Note that this is on a Sandy Bridge generation machine with an Intel C206 chipset and a Xeon E3-1225. The Q67 chipset is almost identical to the C206, so I expect it to occur there as well. Newer chipsets hopefully behave better, perhaps even newer firmware versions help.
Update November 2014: I just upgraded to the latest version, ESXi 5.5u2-2143827, and it’s working again. I still get the dmesg spam, but the PSODs are gone. These are the kernel messages I’m seeing now while connected via Intel AMT VNC:
2014-11-29T11:17:25.516Z cpu0:32796)WARNING: IOMMUIntel: 2493: IOMMU context entry dump for 0000:00:02.0 Ctx-Hi = 0x101 Ctx-Lo = 0x10ec22001 2014-11-29T11:17:25.516Z cpu0:32796)WARNING: IOMMU: 1652: IOMMU Fault detected for 0000:00:02.0 (unnamed) IOaddr: 0x5dc5aa000 Mask: 0xc Domain: 0x41089f1eb400 2014-11-29T11:17:25.516Z cpu0:32796)WARNING: IOMMUIntel: 2436: DMAR Fault IOMMU Unit #0: R/W=R, Device 0000:00:02.0 Faulting addr = 0x5dc5aa000 Fault Reason = 0x0c -> Reserved fields set in PTE actively set for Read or Write.
So basically, Intel AMT VNC is now usable again.
Update August 2015: ESXi 6.0 still spams the logs, no change over ESXi 5.5.
Hi,
I’ve got Jetway NF9E with ATM, using it on daily basis with no issues…ESXi 5.5 installed from scratch If you need any extra info, I’m happy to share.
Cheers,
I should add that my board is from the Sandy Bridge generation (C206 chipset, similar to the Q67), while yours is an Ivy Bridge Q77.

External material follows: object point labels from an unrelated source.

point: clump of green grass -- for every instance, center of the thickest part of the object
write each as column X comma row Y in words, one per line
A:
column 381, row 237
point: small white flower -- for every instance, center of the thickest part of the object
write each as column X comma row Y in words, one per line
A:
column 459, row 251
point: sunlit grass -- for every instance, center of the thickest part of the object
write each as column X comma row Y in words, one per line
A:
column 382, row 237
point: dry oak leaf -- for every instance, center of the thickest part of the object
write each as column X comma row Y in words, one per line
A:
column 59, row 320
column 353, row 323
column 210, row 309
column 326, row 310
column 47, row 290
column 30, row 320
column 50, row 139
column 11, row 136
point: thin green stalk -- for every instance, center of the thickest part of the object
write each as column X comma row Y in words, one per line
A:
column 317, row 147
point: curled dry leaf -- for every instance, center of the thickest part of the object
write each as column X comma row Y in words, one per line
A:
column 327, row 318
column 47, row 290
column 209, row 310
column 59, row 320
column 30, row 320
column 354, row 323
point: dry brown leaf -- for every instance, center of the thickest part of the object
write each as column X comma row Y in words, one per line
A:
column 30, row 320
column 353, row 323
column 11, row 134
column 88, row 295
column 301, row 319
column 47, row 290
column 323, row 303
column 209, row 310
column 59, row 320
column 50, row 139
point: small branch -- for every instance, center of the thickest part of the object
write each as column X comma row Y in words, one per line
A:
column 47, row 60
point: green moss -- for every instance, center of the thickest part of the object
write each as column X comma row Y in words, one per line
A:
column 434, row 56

I’d appreciate if anyone with an older chipset could report whether it’s working for them. I’ll see if I can find out my Management Engine firmware version, perhaps this issue is even firmware specific. Or it might be due to customizations by the board vendor etc.
Same issue on Gigabyte Q67M-D2H-B3…
I found some more reports of this issue on VMWare’s forums. There, it has been reported on Intel Q67 (Cougar Point / Sandy Bridge / AMT 7.0), Q77 and C216 (Panther Point / Ivy Bridge / AMT 8.0).
https://communities.vmware.com/thread/464920
Glad I found your blog! I can confirm this issue also occurs on the Intel DQ67SW motherboard (latest BIOS version SWQ6710H.86A. 0066.2012.1105.1504) with Intel ME 7.1.52.1176. After hooking up a physical monitor and keyboard I was finally able to upgrade my machine from ESXi 5.1 to 5.5. Thanks!
my small experience – I’m using Jetway NF9E and played a bit with NICs (82579lm and 82574L).
with ESXi’s default install, 82579lm is not seen, therefore ESXi uses 82574L for management network.
As a result further installation of 82579lm driver into ESXi provides for 2nd NIC and there is no conflict between AMT and ESXi management.
Though if to reconfigure ESXi to use 82579lm for management (double check MAC in use), either AMT does not work (if started after ESXi boot) or ESXi crashes a few seconds after boot (if VLC is active).
BR
Same issue on Asus P8Q77-M
I have the same problem with my Intel DQ67OW. I also tried to install it via VNC and it crashed. I will try the installation with a real monitor and keyboard.
I have BIOS version (SWQ6710H.86A.0067.2014.0313.1347)
Some recent VMware KB entries suggest that the issue was either resolved in ESXi 5.5 Update 2 or introduced in ESXi 5.5 Update 2 and currently unresolved. The latter KB entry suggests disabling VT-d in the BIOS. Has anyone tried that? I use PCI passthrough and cannot disable VT-d.